Checklists Over Rulebooks

“It ain’t what you do, it’s the way that you do it.” — Melvin Oliver and James Young

Anyone who’s joined an existing team knows that it’s challenging to find your groove: unspoken rules and team habits govern how the work gets done, and until you crack the code, you’re bound to make a few missteps. While this reliance on implicit knowledge is frustrating for new team members, it can be downright dangerous to organizations—without established policies and procedures, it’s all too easy for a critical step to be forgotten, leading to larger problems down the line.

We’ve seen a lot of teams try to overcompensate by documenting everything about their work, from how to run a meeting to how to store files. But all too often, this results in an intimidating document with a steep learning curve, which leads to everyone ignoring it. Or you’ll see the opposite problem: due to rapid market changes, team members have to spend so much time updating the document that it becomes more of a hindrance than a help.

That’s why instead of an all-inclusive rulebook, we suggest clients think in terms of checklists: compile the actions that are easiest to forget, but that will have the greatest impact. In the operating room, for instance, the simple step of introducing everyone in the surgical team led to a 35% reduction in complications and deaths.

Your task as a leader is to identify, codify, and repeat those key actions within your own workplace. Of course, you may not be able to determine what’s necessary and what’s “nice to have” overnight; it will take testing and practice. To review how you get work done, hold a brainstorm and review:

  1. What are our current policies and processes, both implicit and explicit? Ask the team to conduct a mini-project retrospective in order to capture process and policies based on past work. Be sure to create a safe space for candid feedback.

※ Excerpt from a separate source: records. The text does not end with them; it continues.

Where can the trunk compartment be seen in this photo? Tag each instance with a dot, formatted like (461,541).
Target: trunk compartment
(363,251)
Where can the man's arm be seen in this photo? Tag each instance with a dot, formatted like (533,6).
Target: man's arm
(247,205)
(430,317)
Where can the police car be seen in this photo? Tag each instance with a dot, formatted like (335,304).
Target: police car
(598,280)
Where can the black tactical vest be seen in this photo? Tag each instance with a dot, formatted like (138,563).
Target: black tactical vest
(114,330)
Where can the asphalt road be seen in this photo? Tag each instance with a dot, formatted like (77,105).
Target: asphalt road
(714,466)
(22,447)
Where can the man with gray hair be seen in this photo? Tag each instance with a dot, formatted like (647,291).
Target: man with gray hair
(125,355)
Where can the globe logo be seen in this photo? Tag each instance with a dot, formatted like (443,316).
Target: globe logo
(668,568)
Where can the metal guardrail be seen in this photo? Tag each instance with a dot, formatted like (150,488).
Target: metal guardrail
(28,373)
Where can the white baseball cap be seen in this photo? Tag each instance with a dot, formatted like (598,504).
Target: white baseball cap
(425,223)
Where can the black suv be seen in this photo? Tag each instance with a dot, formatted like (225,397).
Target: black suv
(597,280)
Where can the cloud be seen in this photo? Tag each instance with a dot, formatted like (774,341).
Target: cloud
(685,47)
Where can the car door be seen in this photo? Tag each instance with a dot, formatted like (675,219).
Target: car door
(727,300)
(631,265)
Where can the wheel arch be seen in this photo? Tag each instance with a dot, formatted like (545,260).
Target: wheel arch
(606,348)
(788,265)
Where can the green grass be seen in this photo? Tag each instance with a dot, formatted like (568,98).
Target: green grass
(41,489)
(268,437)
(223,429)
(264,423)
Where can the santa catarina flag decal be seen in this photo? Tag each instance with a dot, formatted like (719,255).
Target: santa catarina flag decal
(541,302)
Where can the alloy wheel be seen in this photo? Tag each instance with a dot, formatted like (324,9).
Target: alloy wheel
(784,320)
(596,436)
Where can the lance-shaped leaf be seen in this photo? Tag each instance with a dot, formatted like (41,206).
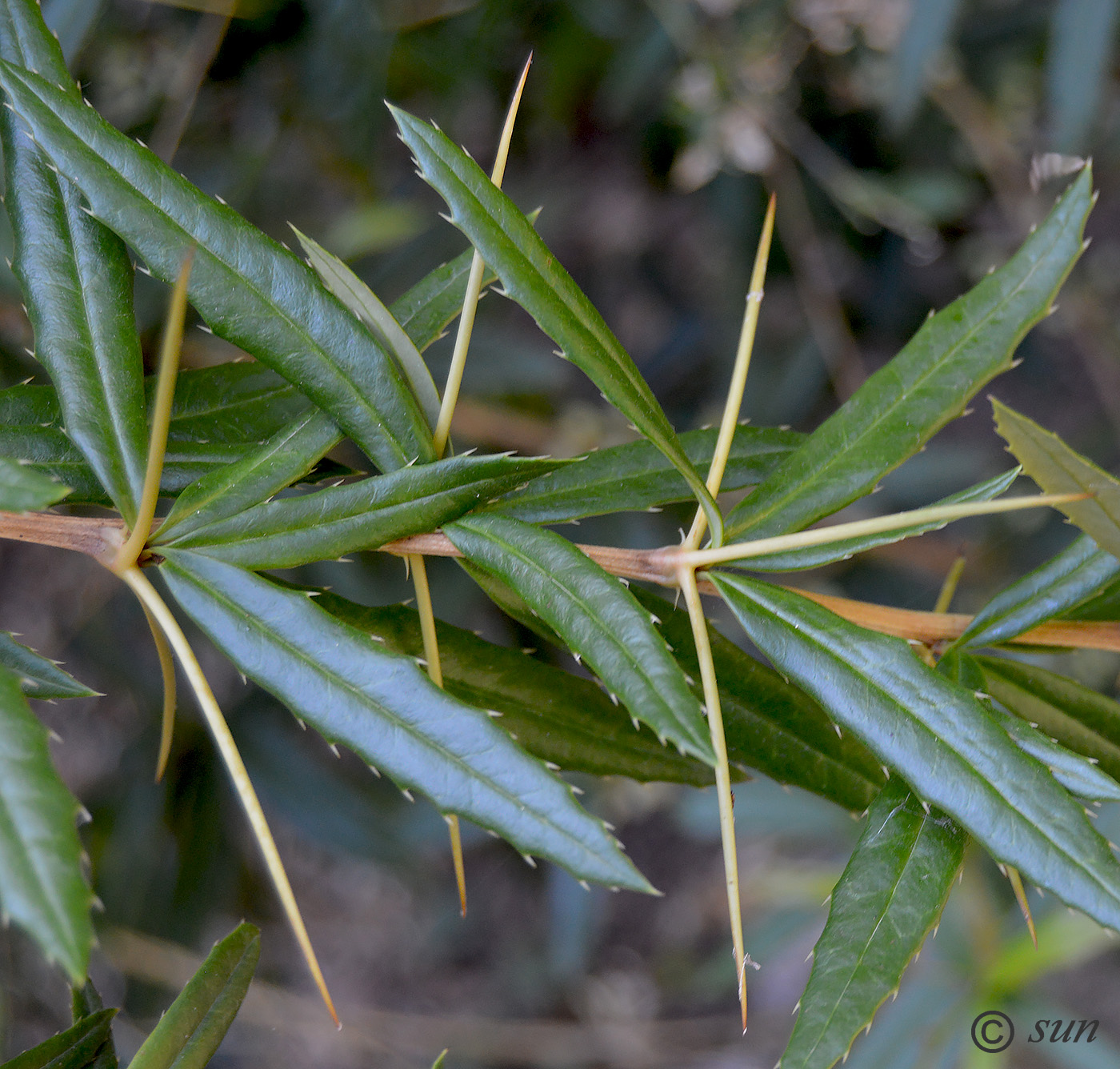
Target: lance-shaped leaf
(770,724)
(1058,469)
(597,618)
(38,677)
(638,475)
(938,738)
(42,887)
(815,556)
(78,1048)
(194,1026)
(926,386)
(386,708)
(1078,775)
(76,279)
(249,288)
(1066,581)
(1081,719)
(25,490)
(282,461)
(552,714)
(534,277)
(888,899)
(356,296)
(338,520)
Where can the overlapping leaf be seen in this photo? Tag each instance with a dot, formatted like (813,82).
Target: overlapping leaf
(1058,470)
(938,738)
(194,1026)
(383,706)
(330,522)
(888,899)
(552,714)
(42,887)
(926,386)
(532,276)
(595,615)
(78,282)
(250,290)
(638,475)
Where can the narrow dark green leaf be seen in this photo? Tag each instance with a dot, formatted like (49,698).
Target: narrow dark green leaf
(770,724)
(552,714)
(250,290)
(1081,719)
(815,556)
(76,279)
(938,738)
(194,1026)
(596,616)
(22,489)
(1066,581)
(888,899)
(1058,470)
(386,708)
(42,887)
(78,1048)
(534,277)
(38,677)
(282,461)
(338,520)
(638,475)
(924,386)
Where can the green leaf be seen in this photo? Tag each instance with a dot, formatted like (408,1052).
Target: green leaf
(384,708)
(1066,581)
(38,677)
(76,279)
(929,383)
(283,459)
(770,724)
(78,1048)
(194,1026)
(638,475)
(356,296)
(25,490)
(597,618)
(815,556)
(534,277)
(250,290)
(1081,719)
(888,899)
(938,738)
(1058,470)
(552,714)
(42,887)
(330,522)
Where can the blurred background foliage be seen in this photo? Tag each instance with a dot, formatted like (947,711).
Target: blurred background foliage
(899,136)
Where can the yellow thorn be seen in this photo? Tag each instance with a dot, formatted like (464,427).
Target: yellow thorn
(235,767)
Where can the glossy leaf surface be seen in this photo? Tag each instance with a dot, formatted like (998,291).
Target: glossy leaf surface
(383,707)
(38,677)
(597,618)
(336,520)
(638,475)
(938,738)
(534,277)
(42,887)
(1060,470)
(899,407)
(194,1026)
(552,714)
(250,290)
(888,899)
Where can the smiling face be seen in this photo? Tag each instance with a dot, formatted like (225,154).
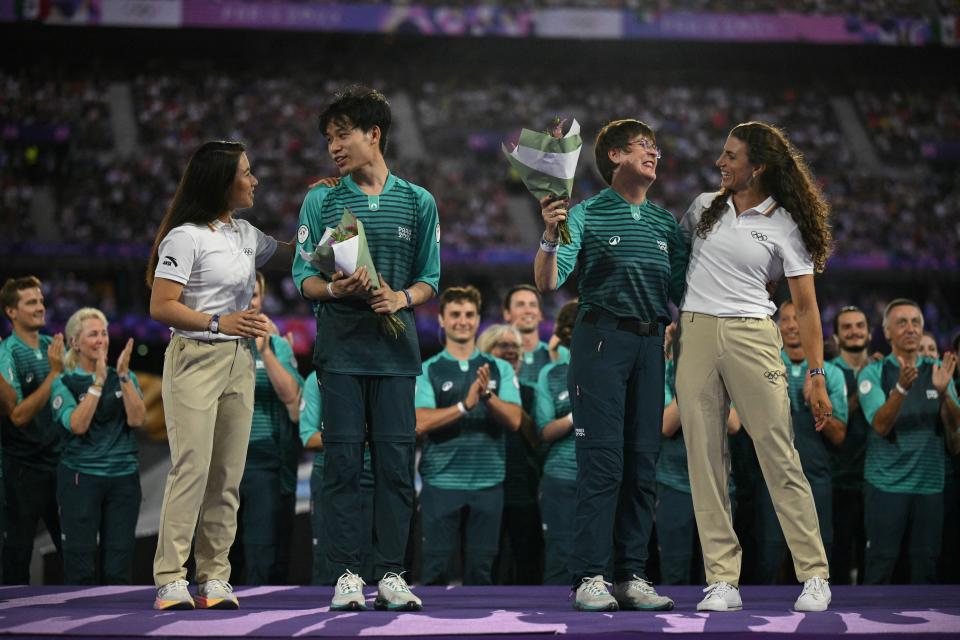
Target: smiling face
(735,168)
(639,158)
(524,312)
(351,148)
(92,341)
(928,347)
(460,321)
(789,326)
(241,192)
(853,333)
(903,328)
(29,314)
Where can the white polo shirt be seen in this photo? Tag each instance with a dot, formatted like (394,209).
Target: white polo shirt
(730,269)
(216,264)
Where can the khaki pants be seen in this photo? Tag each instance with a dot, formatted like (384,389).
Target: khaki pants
(721,359)
(208,402)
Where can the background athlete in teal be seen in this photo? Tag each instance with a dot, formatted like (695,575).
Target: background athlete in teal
(910,401)
(632,258)
(558,486)
(312,438)
(367,378)
(466,402)
(265,518)
(98,481)
(815,448)
(30,362)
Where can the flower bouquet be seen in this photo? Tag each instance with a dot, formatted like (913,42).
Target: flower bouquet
(345,249)
(547,162)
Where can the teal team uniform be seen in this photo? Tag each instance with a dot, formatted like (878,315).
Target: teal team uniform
(264,518)
(30,457)
(322,573)
(632,260)
(677,538)
(98,482)
(815,458)
(367,377)
(849,537)
(904,472)
(558,487)
(463,467)
(522,529)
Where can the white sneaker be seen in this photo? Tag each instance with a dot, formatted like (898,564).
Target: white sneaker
(815,595)
(721,596)
(638,594)
(348,594)
(393,594)
(592,595)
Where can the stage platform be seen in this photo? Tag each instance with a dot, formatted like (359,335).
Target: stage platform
(894,612)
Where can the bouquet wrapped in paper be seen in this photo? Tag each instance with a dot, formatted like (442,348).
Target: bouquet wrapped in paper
(547,162)
(345,249)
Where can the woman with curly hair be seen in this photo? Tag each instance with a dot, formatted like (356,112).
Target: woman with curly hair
(769,220)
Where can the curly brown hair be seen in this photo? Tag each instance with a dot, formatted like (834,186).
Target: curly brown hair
(789,180)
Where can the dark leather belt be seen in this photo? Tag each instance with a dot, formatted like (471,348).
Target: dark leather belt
(630,325)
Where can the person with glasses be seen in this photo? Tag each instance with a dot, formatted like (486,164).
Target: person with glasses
(466,401)
(767,221)
(851,332)
(632,258)
(911,404)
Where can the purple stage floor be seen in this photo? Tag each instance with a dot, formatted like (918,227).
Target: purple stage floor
(480,612)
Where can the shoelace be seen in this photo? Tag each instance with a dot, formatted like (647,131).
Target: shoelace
(350,582)
(641,585)
(596,586)
(718,589)
(176,584)
(814,586)
(396,582)
(222,585)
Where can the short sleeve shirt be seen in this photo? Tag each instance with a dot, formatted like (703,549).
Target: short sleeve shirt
(730,268)
(216,264)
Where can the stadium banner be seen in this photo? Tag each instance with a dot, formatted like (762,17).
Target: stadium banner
(343,17)
(141,13)
(588,24)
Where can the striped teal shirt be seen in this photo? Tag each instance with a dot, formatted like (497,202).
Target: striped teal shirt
(403,233)
(633,258)
(468,454)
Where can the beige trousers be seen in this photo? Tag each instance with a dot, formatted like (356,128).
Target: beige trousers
(721,359)
(208,402)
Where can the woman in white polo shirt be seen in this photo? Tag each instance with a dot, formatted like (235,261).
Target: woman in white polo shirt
(202,272)
(768,221)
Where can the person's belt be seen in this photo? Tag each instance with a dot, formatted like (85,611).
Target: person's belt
(631,325)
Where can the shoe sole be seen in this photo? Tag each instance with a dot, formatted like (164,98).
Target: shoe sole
(173,605)
(613,606)
(663,607)
(383,605)
(217,603)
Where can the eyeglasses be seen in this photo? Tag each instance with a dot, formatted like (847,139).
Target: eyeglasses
(646,145)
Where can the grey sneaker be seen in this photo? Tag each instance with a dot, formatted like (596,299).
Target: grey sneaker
(216,594)
(721,596)
(638,594)
(348,594)
(393,594)
(592,595)
(814,597)
(174,596)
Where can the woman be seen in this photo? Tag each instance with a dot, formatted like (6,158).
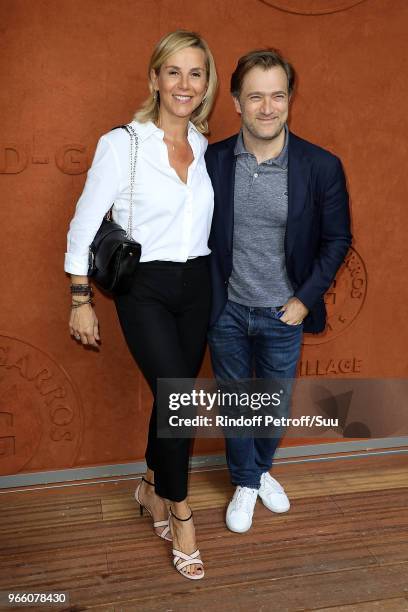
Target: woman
(164,316)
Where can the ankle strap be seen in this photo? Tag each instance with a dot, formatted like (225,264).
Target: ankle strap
(148,481)
(178,518)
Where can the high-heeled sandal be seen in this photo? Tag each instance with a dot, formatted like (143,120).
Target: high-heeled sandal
(182,560)
(165,533)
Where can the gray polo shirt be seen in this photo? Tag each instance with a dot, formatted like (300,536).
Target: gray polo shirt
(259,276)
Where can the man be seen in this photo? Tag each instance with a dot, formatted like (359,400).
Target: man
(281,230)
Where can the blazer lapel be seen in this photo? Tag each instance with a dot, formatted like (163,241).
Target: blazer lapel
(298,190)
(227,162)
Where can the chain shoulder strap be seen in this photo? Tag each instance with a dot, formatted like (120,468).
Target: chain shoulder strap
(134,146)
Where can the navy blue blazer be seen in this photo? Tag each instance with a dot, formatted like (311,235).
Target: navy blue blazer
(317,234)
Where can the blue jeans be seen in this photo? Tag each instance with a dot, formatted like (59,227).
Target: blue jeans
(243,341)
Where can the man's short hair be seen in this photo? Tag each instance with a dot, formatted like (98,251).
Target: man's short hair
(265,58)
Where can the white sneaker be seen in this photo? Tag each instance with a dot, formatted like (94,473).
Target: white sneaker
(241,509)
(273,494)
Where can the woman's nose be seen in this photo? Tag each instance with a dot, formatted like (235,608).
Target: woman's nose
(183,83)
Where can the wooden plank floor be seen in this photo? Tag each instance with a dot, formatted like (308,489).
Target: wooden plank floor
(343,546)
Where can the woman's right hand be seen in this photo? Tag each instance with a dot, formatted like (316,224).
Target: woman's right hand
(84,326)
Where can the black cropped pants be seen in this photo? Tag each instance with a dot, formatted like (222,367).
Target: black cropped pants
(164,319)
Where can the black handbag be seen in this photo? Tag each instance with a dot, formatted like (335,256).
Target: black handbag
(113,254)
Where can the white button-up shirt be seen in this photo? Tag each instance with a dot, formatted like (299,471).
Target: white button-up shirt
(171,219)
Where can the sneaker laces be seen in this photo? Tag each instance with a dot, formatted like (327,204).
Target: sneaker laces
(245,499)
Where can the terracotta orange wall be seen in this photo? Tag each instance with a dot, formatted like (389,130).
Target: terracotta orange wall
(71,70)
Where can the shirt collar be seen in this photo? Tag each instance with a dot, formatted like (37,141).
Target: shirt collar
(145,130)
(281,160)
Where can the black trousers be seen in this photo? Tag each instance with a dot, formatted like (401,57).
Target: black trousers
(164,319)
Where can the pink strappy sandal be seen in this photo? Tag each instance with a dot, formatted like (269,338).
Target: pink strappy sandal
(182,560)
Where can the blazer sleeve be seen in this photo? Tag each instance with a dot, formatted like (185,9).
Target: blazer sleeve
(335,235)
(101,188)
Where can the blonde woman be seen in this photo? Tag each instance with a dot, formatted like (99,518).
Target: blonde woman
(164,316)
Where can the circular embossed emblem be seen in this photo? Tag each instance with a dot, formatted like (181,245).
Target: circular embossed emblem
(40,411)
(344,299)
(312,7)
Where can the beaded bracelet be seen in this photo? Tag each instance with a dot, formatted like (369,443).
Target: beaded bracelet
(77,304)
(80,289)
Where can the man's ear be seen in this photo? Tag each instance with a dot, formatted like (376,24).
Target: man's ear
(237,105)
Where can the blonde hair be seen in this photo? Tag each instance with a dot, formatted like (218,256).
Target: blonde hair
(169,44)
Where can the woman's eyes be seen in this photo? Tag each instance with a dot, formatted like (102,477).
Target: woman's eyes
(176,72)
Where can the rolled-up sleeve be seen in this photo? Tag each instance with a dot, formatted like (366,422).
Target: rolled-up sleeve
(101,188)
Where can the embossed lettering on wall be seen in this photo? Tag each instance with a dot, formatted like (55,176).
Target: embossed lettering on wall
(40,412)
(312,7)
(344,300)
(69,158)
(330,367)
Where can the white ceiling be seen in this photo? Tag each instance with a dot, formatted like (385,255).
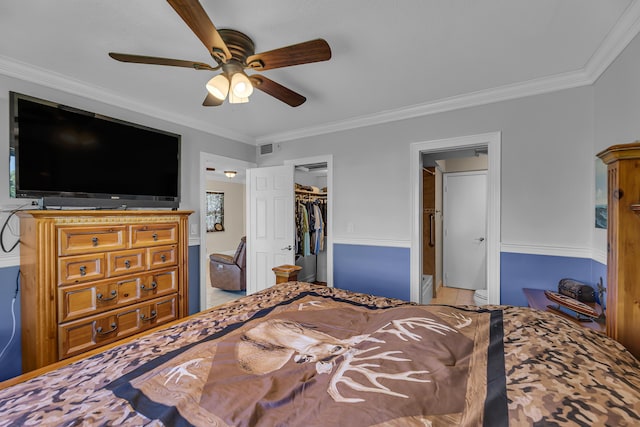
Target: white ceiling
(390,59)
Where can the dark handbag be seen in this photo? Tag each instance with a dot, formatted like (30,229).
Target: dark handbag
(576,290)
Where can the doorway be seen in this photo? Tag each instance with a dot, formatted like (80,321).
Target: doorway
(464,202)
(269,249)
(491,142)
(223,239)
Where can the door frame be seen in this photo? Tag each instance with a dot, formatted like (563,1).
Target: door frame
(492,141)
(204,256)
(328,159)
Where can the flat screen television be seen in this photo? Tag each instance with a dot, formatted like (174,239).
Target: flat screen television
(65,156)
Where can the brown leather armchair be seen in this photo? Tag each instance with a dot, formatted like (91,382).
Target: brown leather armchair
(227,272)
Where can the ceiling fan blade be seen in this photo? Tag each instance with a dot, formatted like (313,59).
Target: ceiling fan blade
(277,90)
(194,15)
(301,53)
(211,101)
(140,59)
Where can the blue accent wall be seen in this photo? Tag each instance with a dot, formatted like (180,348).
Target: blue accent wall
(11,360)
(384,271)
(377,270)
(518,271)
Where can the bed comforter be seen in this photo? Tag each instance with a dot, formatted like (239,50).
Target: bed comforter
(307,355)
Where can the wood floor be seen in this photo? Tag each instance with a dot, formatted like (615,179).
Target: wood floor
(453,296)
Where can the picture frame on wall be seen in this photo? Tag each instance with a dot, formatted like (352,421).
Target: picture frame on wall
(601,205)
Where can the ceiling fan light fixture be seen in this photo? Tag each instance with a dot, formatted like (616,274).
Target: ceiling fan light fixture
(240,85)
(218,86)
(233,99)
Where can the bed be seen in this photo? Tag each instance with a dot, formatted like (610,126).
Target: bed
(299,354)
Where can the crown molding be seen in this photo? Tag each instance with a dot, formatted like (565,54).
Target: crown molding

  2. What errors are we trying to solve for?Remember that the goal isn’t to perfectly document every step in the process, but to ensure that the most repeated and yet most impactful steps are documented. Create policies and processes just for these critical moments.

  3. How are we sharing our policies and processes? The most efficient policies in the world won’t help you if everyone’s not on the same page. Adopt a transparent system of record so that it’s easy for anyone to get up to speed. This can look like a Google Doc, a Wiki, an employee handbook… whatever format works best for your team.

While you should be using your policies and processes on a regular basis, we recommend reviewing them:

  1. During the Team Retrospective, which asks team members to reflect on and amend the team’s policies.

  2. During the Project Retrospective, when team members reflect on the overall process of work.